Sisterhood is looking forward to an extremely exciting and productive year. Through a variety of social and religious action programs, we invite you to be part of this passionate group of women who come together to benefit the temple and our community.

Contact Sisterhood Leadership if you would like to assist and/or attend.

See the calendar on the home page for scheduled events.

 

 

 

Some of our past activities:

  • Member Appreciation Dinner
  • Brisket Cook-off and Dessert Bake-off with Brotherhood
  • Book Group evening
  • Chanukah party, with gifts going to a women’s shelter
  • Sisterhood Shabbat Service
  • Visit to Mayyim Hayyim in Newton
  • A social night, playing bunko and enjoying snacks
  • Annual Passover Women’s Seder with a record turnout
  • And much, much more

To join Sisterhood, please fill out our online Sisterhood Membership Form.
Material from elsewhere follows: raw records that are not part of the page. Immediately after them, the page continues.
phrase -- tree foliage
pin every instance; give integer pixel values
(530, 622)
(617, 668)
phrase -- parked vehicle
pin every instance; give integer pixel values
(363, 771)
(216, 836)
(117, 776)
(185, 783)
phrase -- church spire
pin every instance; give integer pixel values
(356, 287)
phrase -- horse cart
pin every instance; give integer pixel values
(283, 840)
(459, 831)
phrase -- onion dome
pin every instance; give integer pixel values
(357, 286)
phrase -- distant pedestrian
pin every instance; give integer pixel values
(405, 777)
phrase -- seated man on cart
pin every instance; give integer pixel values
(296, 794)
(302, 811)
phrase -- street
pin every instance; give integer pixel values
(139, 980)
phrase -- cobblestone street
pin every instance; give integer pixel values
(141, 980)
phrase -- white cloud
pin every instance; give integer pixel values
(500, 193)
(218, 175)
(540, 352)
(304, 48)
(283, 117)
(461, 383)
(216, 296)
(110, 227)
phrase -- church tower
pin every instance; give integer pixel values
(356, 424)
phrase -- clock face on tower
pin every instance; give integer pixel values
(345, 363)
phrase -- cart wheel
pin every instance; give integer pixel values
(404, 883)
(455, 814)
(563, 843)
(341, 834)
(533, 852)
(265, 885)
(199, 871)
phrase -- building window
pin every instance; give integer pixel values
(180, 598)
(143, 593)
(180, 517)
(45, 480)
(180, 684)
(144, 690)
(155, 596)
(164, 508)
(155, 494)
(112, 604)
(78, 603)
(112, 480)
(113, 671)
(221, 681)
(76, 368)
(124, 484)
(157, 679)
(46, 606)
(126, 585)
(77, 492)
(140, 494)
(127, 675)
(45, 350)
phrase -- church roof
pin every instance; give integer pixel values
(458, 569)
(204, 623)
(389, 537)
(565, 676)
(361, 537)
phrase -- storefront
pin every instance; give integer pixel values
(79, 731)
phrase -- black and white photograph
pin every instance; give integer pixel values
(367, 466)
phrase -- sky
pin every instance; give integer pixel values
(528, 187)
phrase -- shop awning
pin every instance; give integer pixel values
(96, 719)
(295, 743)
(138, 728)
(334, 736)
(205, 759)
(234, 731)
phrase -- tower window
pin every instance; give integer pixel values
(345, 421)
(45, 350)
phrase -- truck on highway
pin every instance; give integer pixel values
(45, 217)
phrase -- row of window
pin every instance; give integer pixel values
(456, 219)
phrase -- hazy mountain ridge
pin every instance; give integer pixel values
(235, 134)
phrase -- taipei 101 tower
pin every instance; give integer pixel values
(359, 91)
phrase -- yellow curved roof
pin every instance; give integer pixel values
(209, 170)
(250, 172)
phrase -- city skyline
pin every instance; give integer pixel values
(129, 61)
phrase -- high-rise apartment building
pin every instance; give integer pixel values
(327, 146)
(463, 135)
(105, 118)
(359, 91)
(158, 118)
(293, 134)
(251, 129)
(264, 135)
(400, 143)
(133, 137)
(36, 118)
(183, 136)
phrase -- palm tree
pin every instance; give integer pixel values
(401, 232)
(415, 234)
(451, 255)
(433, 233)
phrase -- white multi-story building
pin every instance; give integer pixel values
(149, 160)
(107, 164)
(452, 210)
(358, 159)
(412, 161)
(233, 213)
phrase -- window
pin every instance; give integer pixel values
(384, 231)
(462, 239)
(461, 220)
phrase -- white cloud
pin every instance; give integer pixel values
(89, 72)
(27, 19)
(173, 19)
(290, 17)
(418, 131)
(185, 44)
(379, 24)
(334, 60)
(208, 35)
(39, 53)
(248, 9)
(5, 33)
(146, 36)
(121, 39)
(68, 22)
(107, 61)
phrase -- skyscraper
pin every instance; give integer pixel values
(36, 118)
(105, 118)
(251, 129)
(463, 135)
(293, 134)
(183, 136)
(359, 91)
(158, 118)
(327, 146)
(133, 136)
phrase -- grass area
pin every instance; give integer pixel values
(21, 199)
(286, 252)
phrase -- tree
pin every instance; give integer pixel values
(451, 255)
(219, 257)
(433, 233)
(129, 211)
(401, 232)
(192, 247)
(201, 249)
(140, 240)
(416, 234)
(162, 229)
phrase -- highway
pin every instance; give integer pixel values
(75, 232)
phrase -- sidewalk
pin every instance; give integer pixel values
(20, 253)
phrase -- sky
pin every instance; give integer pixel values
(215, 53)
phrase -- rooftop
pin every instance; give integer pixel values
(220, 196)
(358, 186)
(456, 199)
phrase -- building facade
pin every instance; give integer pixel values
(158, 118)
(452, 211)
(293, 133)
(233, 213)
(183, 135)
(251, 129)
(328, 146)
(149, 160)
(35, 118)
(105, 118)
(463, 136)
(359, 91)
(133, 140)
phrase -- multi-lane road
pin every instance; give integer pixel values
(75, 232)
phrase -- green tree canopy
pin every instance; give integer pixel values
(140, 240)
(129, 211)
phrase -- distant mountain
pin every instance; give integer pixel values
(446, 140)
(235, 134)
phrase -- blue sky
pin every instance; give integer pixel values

Please contact Sisterhood leadership if you are interested in learning more about Sisterhood.


Oneg Captain Program

The Oneg Captain Program is overseen by Sisterhood's Oneg Coordinator. Captains coordinate the hosts and assist them with the setup and cleanup of the Oneg. Captains participate three to four times a year in rotation. New volunteers to the program receive training prior to captaining on their own. If you are an adult member of the congregation and would like to participate in this Manageable Mitzvah, please contact the Sisterhood Oneg Coordinator. To sponsor an Oneg, please go to our form and document page to download the Sponsorship Form.
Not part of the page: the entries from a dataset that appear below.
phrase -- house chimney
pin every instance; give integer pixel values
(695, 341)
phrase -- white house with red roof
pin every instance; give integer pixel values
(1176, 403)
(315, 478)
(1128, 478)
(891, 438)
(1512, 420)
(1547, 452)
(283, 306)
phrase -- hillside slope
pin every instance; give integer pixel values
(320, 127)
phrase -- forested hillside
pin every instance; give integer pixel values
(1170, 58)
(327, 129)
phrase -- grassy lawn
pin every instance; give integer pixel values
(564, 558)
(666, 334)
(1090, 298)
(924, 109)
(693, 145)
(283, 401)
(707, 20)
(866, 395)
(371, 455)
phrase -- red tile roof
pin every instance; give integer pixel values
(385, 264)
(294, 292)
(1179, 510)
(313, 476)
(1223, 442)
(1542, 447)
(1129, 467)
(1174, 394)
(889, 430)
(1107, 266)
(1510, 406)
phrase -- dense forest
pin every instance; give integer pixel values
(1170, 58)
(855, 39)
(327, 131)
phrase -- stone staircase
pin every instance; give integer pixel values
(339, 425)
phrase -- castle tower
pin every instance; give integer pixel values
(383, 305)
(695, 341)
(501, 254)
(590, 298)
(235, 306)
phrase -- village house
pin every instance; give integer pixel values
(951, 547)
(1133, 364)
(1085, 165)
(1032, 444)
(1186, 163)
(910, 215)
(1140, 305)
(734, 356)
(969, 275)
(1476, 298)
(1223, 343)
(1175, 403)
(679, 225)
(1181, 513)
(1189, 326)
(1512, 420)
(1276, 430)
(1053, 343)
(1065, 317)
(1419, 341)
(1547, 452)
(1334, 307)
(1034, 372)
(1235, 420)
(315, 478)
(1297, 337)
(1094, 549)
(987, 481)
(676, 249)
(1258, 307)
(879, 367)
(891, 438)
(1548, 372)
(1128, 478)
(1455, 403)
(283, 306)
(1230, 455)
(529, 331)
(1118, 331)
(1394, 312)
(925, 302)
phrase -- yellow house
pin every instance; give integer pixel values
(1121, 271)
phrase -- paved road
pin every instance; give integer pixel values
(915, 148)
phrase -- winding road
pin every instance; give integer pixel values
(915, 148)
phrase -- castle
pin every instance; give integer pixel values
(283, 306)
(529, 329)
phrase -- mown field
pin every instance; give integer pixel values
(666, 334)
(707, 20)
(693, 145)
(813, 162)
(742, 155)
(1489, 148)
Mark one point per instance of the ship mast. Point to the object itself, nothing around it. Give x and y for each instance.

Sisterhood-Sponsored Book Group

B’nai Shalom Book Group for May and July

On Thursday, May 23, we will be discussing Promised Land: A Novel of Israel by Martin Fletcher. This historical novel is a saga of two brothers during the first 20 years of the State of Israel. The Berg family of Munich, Germany family sent their older son, 14-year-old Peter, to America during the mid-1930s to escape the growing horror in Nazi Germany. Peter was sponsored by Quakers and sent to Wisconsin. The younger brother Arie remained with the family, and only Arie survived. Later, they reunite in the nascent Jewish state, where Arie has become a businessman and one of the richest men in Israel. Peter emigrates to Israel, becoming a top Mossad agent heading some of Israel’s most vital espionage operations. One brother is building Israel, the other protecting it. Ironically, they fall in love with the same woman, Tamara, a Jewish refugee from Cairo. As their new homeland faces obstacles that could destroy it, the brothers’ intrigues and jealousies threaten to tear their lives apart. The novel is the gripping tale of a struggling family and an epic about a struggling nation. One reviewer compares this novel to Leon Uris' iconicExodusPromised Land is a Jewish Book Council 2018 Book Club Award Finalist. The author Martin Fletcher is a former NBC News’ Middle East correspondent and Tel Aviv News Bureau chief.
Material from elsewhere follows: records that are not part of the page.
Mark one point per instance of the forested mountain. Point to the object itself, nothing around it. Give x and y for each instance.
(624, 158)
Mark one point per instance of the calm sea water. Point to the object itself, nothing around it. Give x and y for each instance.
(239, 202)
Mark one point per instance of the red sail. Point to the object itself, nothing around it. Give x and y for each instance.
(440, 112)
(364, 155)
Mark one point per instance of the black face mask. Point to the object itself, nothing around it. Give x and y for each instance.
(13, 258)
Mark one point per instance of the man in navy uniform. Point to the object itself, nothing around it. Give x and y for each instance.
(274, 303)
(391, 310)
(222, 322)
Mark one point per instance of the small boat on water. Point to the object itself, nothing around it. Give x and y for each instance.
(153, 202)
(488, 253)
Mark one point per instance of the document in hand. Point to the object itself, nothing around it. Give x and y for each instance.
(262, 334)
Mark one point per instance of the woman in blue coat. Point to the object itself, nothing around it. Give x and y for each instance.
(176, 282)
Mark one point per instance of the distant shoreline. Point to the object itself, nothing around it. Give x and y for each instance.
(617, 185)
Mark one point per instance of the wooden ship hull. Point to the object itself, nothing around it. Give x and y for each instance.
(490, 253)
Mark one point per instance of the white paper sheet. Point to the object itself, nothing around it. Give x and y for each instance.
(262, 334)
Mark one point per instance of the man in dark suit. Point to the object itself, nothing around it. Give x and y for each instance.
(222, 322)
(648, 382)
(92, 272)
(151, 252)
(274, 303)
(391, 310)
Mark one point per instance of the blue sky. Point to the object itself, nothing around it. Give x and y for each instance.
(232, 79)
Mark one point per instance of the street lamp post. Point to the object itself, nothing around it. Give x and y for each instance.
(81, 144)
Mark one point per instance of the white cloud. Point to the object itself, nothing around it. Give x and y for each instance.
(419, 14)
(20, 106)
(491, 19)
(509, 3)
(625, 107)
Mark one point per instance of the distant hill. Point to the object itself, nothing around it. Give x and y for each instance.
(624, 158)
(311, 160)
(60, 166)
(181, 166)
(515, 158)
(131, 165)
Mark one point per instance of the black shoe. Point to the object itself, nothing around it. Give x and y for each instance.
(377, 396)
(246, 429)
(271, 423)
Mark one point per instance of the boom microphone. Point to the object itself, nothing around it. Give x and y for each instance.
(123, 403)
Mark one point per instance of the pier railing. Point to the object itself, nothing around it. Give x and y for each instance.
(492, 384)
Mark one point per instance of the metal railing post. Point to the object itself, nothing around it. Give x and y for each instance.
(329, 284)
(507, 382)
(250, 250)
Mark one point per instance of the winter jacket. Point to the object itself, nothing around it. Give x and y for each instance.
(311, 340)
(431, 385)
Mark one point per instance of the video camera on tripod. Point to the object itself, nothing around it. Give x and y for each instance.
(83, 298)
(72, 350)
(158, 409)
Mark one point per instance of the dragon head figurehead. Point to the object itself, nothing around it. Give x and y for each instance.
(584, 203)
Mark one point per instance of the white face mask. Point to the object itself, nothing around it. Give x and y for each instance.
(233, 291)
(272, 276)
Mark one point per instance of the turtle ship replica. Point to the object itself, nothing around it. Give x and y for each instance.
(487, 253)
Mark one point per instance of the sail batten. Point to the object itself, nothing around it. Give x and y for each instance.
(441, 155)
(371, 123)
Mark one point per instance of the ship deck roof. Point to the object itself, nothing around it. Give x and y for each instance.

On Monday July 8, we will discuss The Only Woman in the Room by Marie Benedict. In fiction disguised as a memoir, the author tells Austrian-Jewish Hedwig Kiesler's life story. Extraordinarily beautiful and scientifically brilliant, Hedy became a stage actress at age 19 in Vienna and met military munitions manufacturer Friedrich Mandl. Attracted to his wealth and influence in the face of threats to Austria's independence, her parents encouraged a union. Once married, Hedy found her husband to be controlling and abusive, but remained with him long enough to witness his meetings with political and military operatives. In 1937, she left her husband and fled to Los Angeles, becoming the popular screen star Hedy Lamarr. Working on lucrative contracts for MGM but beset by guilt at her Jewish heritage and horror at Hitler’s treatment of Jews, she began to hone her hidden scientific background. Desiring to contribute to America’s war effort, she developed plans for a radio-guided torpedo system far superior to the one in use, and worked to convince the U.S. military of its value. Benedict's novel describes a complicated woman who strived to be recognized for her groundbreaking scientific invention, known today as a precursor of wireless communications.